Quite often, there is a need in clinical practice to remove the urinary bladder in men, women, and children, because of tumors, infections, neurologic abnormalities, or malformations. Bladder trauma is also very common after a car crash, a working accident, etc., and may require a cystectomy. Reconstruction of a new urinary bladder is common in urologic practice utilizing different segments of the intestine or of the stomach.
Two fundamental types of urinary neo-bladders allow patients to achieve urinary continence: the orthotopic neo-bladders where a patient voids through the penis, helping himself with the contraction of the abdominal musculature, and, as under normal conditions, continence is achieved with the natural sphincter; and neo-bladders with a stoma in which the neo-bladder, fashioned with a continence mechanism, communicates with the abdominal wall, and the patient catheterizes himself through the stoma to void regularly.
Common post-operatory catheters utilized for the drainage of neo-bladders are the same bladder catheters in use for many years to drain the natural bladder for the elderly, surgery of the prostate, endoscopic or partial surgery of the bladder, etc. A bladder (urethral) catheter is usually made of different materials (latex rubber, polyvinyl, polyurethane, co-polymer, silicone rubber, etc.), in different shapes and dimensions. These types of catheters are in wide use all over the world and do not show particular, technical difficulties. The balloon that anchors the catheter is made of the same rubber-elastic material in different sizes and volumes, depending on final requirements, and can be inflated or deflated through a continent valve inserted tangential to the funnel of the catheter; the balloon can be fused to the catheter or simply fixed on it, depending on the technique.
The tip of a bladder catheter is very short, about 3 cm.
Using the intestine in reconstructing the bladder, the intestinal mucosa frequently causes obstructions of the catheter by producing mucous secretions and mucous clots, with the risk of dangerous passive over distensions of the neo-bladder. The nurse personnel and the doctors must frequently wash the neo-bladders through the catheter during the two weeks of post-operatory period.

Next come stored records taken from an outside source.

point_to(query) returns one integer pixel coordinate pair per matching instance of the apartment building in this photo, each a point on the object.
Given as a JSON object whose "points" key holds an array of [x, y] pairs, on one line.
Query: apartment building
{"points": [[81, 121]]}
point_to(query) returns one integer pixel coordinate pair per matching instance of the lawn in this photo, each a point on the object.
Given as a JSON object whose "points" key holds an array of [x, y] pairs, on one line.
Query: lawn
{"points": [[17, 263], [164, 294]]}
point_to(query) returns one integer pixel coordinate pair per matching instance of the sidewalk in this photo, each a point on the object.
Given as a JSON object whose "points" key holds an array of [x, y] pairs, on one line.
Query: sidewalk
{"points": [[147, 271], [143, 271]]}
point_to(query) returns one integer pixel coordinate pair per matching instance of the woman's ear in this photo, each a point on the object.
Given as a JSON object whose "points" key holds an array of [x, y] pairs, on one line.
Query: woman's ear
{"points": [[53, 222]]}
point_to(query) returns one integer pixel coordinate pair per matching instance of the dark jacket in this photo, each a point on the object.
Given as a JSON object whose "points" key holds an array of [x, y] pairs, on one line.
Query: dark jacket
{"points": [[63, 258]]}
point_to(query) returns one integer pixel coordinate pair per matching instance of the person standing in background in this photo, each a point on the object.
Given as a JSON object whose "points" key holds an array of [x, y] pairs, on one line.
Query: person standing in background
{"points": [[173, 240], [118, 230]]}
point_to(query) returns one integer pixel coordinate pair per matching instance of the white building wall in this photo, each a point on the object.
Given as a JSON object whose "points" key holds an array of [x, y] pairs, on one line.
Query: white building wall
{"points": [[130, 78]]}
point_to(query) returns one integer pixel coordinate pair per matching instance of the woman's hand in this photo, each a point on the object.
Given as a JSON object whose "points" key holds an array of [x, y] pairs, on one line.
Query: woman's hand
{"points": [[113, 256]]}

It is usually not possible to maintain a continuous washing flow through the catheter in the post-operatory period, because sudden and inadvertent obstructions not recognized immediately by the medical and nursing staff, could cause a dangerous over distension of the newly fashioned bladder and a possible rupture. Moreover, when a portion of the stomach has been utilized in reconstructing the bladder, a particular surgical procedure suitable for children, the mucosa of the portion of the stomach, utilized in the reconstruction, produces chloric acid, digestive enzymes, and mucous.
Medical therapy adequately cannot prevent the secretion of chloric acid that is sometimes responsible for severe bleeding from the mucosa (gastric) of neo-bladders. This is a common complaint for a few months after the neo-bladder procedure.